I hand over the cards and ask for a happy birthday balloon. "Oh, those are in the back of the store, you can go back there and pick one out." Fan-frakin-tastic. Do you not see I'm teetering on the edge of a full-on crying jag? So, I head to the back, find a balloon, and pray that the helium is on supercharge because I'm not sure how long I can last. As I'm distracting myself from sitting down on the floor and sobbing, I hear the overhead music start playing Fergie's Big Girls Don't Cry. I had to laugh - it's like she's just screwing with me sometimes, you know?
Balloon in hand, I pay for everything, get to my car, and start it to cool down (it's 100 degrees here today, folks.) I'm thinking of a song I can post for her birthday, and the radio starts playing Tupac's California Love. I just have to laugh again, because we used to crank this song and just sing along - yeah, I know, we're white girls but dang it was fun.

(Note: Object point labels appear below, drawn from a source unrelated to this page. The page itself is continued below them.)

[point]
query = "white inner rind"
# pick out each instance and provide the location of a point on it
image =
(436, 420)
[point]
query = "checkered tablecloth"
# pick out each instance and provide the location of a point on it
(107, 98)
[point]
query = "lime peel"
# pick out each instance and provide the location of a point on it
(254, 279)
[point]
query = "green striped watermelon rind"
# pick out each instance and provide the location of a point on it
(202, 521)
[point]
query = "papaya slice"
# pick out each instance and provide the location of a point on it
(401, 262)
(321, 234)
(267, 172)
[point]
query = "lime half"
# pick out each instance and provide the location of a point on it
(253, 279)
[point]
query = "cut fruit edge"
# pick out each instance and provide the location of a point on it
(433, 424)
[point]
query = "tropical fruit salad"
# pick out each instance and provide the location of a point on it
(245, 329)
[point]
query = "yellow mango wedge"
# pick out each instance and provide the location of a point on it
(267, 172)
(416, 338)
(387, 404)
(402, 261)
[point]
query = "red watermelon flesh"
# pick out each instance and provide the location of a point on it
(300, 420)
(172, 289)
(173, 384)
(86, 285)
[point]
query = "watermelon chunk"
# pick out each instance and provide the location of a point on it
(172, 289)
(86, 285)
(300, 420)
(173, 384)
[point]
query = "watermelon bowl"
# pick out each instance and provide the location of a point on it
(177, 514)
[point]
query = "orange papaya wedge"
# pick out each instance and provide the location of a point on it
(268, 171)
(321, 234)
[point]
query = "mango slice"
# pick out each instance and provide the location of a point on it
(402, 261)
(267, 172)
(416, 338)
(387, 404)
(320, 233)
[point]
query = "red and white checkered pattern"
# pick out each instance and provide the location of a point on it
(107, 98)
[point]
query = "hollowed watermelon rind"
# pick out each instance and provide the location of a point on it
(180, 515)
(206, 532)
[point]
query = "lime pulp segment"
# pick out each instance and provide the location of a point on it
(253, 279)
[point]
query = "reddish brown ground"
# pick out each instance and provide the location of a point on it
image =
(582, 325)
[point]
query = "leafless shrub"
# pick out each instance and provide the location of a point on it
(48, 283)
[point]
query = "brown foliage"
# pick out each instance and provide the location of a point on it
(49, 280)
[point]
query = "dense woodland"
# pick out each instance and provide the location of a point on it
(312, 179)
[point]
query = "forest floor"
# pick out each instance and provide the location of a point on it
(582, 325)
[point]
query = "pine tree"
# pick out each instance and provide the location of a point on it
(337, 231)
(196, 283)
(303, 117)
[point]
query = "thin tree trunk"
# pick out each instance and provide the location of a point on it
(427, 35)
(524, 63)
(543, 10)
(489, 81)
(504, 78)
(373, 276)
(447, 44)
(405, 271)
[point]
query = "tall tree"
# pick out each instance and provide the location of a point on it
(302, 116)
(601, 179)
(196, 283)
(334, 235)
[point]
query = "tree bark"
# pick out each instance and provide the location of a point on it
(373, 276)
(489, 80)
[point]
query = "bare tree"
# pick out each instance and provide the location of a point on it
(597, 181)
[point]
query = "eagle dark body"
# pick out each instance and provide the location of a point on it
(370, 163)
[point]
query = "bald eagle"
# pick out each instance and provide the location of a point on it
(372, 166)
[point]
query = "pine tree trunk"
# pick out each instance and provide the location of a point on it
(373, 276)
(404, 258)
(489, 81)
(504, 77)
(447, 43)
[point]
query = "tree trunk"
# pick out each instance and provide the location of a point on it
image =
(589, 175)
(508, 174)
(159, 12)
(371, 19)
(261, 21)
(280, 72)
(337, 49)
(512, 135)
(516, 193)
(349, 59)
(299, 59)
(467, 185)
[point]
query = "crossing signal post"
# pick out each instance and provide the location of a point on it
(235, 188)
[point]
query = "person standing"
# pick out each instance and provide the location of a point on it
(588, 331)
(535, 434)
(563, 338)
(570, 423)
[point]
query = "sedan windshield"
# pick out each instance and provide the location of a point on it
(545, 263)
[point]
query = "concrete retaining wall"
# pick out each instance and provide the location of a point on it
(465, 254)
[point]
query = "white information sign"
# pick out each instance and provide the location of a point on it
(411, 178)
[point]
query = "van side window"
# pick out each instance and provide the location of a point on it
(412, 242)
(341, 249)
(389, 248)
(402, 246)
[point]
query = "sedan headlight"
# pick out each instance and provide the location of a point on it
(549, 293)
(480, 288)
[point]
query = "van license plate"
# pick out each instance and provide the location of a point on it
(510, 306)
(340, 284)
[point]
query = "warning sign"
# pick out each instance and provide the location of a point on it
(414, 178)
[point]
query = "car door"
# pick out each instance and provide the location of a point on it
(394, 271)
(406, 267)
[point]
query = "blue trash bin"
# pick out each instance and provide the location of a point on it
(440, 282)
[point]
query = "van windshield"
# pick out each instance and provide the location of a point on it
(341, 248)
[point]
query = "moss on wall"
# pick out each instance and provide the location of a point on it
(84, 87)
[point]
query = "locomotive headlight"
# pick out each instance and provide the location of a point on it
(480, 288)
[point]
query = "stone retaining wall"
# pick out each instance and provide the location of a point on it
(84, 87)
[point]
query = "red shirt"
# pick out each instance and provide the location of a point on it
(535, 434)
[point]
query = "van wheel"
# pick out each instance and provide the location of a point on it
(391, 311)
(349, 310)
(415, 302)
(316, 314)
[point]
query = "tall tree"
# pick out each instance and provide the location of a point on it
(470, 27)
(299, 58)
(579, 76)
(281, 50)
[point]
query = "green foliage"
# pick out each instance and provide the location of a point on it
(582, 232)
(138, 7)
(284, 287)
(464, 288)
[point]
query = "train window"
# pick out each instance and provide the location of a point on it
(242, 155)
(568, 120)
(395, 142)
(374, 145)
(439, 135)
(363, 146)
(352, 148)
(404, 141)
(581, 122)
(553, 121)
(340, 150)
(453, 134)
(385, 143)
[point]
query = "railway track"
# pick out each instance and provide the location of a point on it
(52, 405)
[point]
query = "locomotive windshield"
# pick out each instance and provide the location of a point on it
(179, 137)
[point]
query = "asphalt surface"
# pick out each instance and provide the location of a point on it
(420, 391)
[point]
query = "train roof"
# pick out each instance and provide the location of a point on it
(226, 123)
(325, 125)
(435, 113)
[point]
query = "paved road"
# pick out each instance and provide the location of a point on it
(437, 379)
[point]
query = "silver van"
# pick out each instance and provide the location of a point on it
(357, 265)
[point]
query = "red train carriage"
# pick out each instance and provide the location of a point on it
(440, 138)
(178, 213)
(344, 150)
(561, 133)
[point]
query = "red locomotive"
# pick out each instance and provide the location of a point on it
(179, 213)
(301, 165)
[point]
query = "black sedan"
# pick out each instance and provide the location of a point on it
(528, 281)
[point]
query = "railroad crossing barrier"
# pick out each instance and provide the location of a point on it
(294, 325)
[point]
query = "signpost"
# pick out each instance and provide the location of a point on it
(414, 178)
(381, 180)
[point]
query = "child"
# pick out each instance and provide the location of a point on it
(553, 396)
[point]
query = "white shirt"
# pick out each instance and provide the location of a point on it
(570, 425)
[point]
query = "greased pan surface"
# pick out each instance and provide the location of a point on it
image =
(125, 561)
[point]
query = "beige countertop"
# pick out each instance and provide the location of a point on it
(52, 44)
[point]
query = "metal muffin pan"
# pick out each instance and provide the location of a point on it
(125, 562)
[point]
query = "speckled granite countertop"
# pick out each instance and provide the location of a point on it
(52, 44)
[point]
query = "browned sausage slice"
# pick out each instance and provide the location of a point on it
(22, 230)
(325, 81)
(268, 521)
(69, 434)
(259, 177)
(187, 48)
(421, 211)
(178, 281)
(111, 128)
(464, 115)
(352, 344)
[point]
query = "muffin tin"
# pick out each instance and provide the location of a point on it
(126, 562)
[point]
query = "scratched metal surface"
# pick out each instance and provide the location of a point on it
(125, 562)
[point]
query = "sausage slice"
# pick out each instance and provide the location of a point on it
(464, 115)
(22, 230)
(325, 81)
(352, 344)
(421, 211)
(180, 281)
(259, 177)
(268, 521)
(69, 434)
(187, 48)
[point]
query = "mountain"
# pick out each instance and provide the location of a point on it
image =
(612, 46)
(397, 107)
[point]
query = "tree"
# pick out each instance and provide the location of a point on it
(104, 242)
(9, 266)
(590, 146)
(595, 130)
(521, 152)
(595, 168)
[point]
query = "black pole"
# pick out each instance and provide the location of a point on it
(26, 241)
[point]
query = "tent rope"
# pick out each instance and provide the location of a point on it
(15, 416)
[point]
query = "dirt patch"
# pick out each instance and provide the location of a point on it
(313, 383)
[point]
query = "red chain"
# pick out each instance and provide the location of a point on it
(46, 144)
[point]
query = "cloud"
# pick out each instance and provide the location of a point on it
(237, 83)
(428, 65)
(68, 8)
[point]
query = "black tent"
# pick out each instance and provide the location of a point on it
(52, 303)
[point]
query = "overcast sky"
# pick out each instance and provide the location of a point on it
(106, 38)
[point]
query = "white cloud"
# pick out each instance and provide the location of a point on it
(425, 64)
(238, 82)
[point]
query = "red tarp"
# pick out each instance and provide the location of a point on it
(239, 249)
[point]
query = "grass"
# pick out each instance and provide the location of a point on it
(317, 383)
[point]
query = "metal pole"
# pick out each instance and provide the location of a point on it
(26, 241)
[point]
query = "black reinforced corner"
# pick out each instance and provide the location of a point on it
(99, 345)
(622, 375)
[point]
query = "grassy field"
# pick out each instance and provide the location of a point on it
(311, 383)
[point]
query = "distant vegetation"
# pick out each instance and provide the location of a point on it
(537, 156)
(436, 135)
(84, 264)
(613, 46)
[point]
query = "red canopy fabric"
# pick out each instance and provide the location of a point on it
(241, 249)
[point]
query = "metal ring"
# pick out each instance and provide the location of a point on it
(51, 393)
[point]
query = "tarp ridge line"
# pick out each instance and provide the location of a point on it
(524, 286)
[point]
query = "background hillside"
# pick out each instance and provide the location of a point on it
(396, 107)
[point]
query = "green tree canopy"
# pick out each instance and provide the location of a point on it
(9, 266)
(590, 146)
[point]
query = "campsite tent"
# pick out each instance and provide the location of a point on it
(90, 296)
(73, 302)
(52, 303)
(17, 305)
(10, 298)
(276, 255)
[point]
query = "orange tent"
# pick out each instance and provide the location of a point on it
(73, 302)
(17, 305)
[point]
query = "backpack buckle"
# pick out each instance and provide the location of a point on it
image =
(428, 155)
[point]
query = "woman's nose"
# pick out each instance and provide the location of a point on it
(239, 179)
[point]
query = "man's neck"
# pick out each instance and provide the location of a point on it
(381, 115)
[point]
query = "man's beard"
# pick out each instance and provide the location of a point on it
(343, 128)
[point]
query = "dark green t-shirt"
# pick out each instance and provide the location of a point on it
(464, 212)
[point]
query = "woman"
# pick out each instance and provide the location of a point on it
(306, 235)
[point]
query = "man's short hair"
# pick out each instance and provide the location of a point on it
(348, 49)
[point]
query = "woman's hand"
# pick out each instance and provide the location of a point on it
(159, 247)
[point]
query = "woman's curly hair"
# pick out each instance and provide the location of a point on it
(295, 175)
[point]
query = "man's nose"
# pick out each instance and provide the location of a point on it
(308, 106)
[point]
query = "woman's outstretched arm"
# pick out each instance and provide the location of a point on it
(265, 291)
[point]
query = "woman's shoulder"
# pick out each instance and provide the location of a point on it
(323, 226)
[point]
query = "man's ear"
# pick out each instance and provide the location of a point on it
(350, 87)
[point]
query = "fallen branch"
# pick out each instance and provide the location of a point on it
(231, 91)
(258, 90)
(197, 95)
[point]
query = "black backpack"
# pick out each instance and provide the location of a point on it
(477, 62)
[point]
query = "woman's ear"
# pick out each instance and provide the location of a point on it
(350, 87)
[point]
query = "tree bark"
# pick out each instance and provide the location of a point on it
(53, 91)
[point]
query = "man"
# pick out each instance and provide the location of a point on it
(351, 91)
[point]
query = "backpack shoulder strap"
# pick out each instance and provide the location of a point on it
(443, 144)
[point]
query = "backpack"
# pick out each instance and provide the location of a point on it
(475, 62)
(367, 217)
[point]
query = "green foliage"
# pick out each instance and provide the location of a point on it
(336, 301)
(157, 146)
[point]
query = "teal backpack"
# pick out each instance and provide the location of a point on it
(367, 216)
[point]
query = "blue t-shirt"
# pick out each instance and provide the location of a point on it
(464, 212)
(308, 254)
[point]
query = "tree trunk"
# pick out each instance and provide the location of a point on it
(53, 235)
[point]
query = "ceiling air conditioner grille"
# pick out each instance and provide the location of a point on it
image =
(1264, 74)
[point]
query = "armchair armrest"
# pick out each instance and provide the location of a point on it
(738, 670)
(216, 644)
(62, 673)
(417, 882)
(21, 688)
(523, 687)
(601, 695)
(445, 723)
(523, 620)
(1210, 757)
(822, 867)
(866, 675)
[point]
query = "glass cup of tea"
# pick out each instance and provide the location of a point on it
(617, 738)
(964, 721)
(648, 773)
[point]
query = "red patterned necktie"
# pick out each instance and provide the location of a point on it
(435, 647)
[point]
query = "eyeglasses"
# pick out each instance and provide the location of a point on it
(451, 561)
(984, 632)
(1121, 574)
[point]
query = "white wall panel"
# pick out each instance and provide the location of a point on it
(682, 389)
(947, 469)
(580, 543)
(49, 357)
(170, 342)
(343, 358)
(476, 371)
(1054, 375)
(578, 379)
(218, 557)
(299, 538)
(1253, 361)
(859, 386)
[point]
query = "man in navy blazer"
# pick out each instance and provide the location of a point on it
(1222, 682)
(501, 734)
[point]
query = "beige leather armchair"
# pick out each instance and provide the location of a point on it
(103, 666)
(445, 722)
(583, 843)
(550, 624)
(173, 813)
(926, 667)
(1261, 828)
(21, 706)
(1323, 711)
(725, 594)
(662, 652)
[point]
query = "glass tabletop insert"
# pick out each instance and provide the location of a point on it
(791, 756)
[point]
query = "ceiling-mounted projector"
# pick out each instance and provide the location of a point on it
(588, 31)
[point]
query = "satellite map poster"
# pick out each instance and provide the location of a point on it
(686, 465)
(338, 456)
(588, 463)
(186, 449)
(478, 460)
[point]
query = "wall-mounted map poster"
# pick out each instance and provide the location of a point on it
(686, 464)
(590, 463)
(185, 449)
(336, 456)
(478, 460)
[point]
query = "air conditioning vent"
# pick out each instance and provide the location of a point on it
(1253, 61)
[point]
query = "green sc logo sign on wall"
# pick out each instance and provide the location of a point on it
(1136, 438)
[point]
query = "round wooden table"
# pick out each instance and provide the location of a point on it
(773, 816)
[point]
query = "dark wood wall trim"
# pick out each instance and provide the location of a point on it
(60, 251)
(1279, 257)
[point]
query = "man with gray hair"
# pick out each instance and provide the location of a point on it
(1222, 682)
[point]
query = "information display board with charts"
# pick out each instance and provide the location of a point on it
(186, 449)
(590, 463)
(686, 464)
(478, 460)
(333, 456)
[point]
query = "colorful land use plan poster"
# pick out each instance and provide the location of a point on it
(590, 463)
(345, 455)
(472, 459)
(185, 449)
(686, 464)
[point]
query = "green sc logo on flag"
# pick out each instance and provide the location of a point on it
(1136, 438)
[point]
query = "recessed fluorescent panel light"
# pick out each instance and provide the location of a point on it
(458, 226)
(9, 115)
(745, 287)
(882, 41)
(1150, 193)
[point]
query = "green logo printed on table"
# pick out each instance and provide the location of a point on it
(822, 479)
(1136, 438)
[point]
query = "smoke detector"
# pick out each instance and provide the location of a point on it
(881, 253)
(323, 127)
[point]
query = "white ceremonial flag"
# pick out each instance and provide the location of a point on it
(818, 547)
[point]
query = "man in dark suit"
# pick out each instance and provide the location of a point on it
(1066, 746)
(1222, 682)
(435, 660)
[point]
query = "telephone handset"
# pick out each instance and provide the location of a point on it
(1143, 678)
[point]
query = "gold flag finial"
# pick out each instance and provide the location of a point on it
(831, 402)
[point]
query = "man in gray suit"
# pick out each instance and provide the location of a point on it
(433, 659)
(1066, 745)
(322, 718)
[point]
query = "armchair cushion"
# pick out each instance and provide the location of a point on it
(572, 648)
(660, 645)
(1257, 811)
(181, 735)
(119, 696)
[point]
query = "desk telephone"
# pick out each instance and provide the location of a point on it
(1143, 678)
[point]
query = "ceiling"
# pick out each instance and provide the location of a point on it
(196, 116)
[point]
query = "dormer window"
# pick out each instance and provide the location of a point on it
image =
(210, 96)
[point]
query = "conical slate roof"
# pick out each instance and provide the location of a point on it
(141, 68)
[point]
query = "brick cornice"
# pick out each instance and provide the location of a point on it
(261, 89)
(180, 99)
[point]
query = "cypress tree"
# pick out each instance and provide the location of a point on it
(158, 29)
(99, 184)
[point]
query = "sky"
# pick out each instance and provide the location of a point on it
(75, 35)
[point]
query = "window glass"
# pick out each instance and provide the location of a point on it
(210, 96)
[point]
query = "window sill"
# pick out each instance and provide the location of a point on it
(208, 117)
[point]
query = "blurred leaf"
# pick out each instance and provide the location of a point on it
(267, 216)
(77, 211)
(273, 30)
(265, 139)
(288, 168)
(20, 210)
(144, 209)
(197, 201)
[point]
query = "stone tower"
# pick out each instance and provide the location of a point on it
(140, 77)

I manage to make it home with only a minor crying episode, and then when I got home I let it out. Damn it, you'd think it would get easier but it just seems to get harder on certain days. I can ignore it for a while but when it rears its ugly head it knocks me down so hard.
As much I love Tupac, I think I'll share this song with you. I have always loved this song, and now it reminds me of Jessica, in the line about being a bird and wishing you could fly fly fly. When she was little she loved Forrest Gump and would do the Jenny line about "dear God please make me a bird so I can fly far far far from here."
Funny how you can look at song lyrics after something significant happens and think damn, that's exactly how I feel. Especially the line about being a "troubled soul weighted to the ground - give me the strength to carry on until I can lay my burden down."
You've got your wings now, Jess - fly fly fly.